Thursday, November 17, 2005

mustUnderstand/mustIgnore and Processing Models

David Megginson touches on a really, really important point about the mustUnderstand/mustIgnore model which, in my opinion, is equally applicable to *all* markup and indeed all "signs" created by humans for humans. It cuts to the heart of the extent to which we necessarily embue the signs we create with a point of view...

Kirk: Scottie, I need an unambiguous, context free representation of objective reality and I need it now!

Scottie: The markup cannot take it sir. Every tag I create generates its own point of view of the universe. Cannot de-contextualise...argh!

Its like this. I look at some aspects of the world and I carve it up into pieces. I give those pieces names. Those names become tags/attributes in my XML documents. Now, is my model "correct"? It depends. It depends on two vital things.

1 - how I viewed the world at the time.

2 - the processing model I had in mind for the data.

Both of these are deeply personal and only "true" from the POV of a particular person/instition/business-process.

As Walter Perry points out regularly on xml-dev, the real value of XML is that it reduces the extent to which I force any one processing
model onto others. This enables re-use and innovation in a way that, say, application sharing does not.

The price we pay for this freedom is that designers of XML languages need to find ways to communicate "processing expectations" or
"processing models" separately from the data.

It is still the case today that the true meaning of a chunk of markup is dependent on what some application actually *does* with it. It is not in the data itself. For example, I can create rtf, xml, csv files that are completely valid per the markup requirements but "invalid"
because they fail to meet particular processing models in rtf/xml/csv-aware applications.

This is one reason why HTML as a Web concept (forget about markup for the moment) and XML as a Web concept are so different. With HTML the processing model was a happy family of 1, namely, "lets get this here content rendered nicely onto the screen". With XML the processing
model is an extended family of size...infinity. Who knows what the next guy is going to do with the markup? Who knows what the next processing model will be?

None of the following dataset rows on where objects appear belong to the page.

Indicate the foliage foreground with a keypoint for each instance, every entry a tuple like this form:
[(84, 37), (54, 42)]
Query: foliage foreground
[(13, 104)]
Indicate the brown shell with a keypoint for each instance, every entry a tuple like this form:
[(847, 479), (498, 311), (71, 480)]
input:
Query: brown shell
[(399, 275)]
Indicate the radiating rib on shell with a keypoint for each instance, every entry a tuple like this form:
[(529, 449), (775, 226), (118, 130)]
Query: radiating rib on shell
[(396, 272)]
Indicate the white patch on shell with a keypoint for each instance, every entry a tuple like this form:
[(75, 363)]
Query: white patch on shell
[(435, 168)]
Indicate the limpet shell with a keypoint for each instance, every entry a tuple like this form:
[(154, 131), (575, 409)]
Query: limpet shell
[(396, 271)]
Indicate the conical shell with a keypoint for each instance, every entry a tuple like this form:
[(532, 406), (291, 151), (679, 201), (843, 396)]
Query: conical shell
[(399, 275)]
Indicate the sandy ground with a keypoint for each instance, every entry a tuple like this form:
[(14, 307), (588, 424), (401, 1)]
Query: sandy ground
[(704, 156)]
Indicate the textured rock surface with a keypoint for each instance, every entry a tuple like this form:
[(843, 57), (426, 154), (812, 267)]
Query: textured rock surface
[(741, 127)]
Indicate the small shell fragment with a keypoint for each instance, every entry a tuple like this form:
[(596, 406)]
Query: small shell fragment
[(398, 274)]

Who knows whether or not my segmentation of reality into tags/attributes/content will need the requirements of the next guy.

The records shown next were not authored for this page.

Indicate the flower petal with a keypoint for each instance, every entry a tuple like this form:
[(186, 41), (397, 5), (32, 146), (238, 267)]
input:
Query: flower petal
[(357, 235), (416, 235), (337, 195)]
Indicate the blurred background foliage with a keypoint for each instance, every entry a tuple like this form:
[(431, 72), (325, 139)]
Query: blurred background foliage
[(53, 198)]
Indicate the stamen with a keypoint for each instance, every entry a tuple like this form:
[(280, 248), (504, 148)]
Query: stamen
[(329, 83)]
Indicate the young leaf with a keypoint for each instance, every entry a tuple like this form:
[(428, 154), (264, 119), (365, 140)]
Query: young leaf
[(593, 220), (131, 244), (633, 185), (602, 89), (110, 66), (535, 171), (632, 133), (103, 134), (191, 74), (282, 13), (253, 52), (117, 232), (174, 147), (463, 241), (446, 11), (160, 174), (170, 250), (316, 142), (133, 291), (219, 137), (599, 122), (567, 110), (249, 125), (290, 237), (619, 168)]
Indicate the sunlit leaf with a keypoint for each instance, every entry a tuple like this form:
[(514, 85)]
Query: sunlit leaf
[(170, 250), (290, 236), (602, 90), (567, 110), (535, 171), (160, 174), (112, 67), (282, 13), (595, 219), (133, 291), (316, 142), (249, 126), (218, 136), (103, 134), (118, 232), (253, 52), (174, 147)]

To date, we have been feeling our way pragmatically on the latter point (we call it "conversion") and largely ignoring the former. The former is becoming much more important. mustIgnore and mustUnderstand will, I suspect, be the topic that begins a long conversation about processing models on the Web.

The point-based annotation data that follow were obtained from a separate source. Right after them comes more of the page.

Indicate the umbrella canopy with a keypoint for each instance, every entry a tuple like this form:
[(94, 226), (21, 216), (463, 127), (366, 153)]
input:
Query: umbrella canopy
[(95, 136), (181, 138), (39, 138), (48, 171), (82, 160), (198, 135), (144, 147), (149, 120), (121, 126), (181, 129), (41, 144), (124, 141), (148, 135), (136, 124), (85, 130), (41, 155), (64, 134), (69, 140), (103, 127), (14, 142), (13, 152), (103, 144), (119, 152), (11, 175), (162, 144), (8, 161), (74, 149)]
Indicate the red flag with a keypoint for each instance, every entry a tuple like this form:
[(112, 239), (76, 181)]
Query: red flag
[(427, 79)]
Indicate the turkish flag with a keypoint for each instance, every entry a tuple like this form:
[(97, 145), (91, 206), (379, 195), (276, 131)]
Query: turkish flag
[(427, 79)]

I would put microformats into this category too. What does a microformat actually do? It takes an existing tag set and tunnels stuff into it. But what it is really doing is taking an existing procesing model (say, XHTML CRUD cycles) with its established toolset and parasiting[1] on top of it in a clever, very human, way. A way that side-steps a bunch of very hard questions about expressing processing models in all their complexity and multiplicity.

[1] parasiting - Is that a word?

Wednesday, November 16, 2005

Open Office - The Movie(s) + a Rainbow

Open Office Training Videos. Free. The book/DVD they are abstracted from looks interesting too.

I've said it before and I'll say it again, go take a look at OpenOffice if you are in any way interested in looking at cheaper/better/cross-platform/truly open vehicles for creating/publishing/managing documents.

The ODF format is growing wings which is just great. Peripherally to the main implications this has, it ushers in what us SGML geeks were looking for back in 1987 (yes, 1987). Namely, a "rainbow DTD" to target during both up and down-translations of structured content.

Sonny boy! Hand me that Zimmerframe.

Tuesday, November 15, 2005

Master Foo on Enterprise Data

    "Think of your centralized database applications as a set of large rocks. Their great strength is their solidity. Their great weakness is their lack of flexibility. Think of spreadsheets as the water that flows over and around the rocks. Their great strength is their flexibility. Their great weakness is their lack of solidity. The easiest route to the far side of a rock is to be like water and flow over or around it, rather than to change the nature of the rock." --
    Master Foo defines 'Enterprise Data'.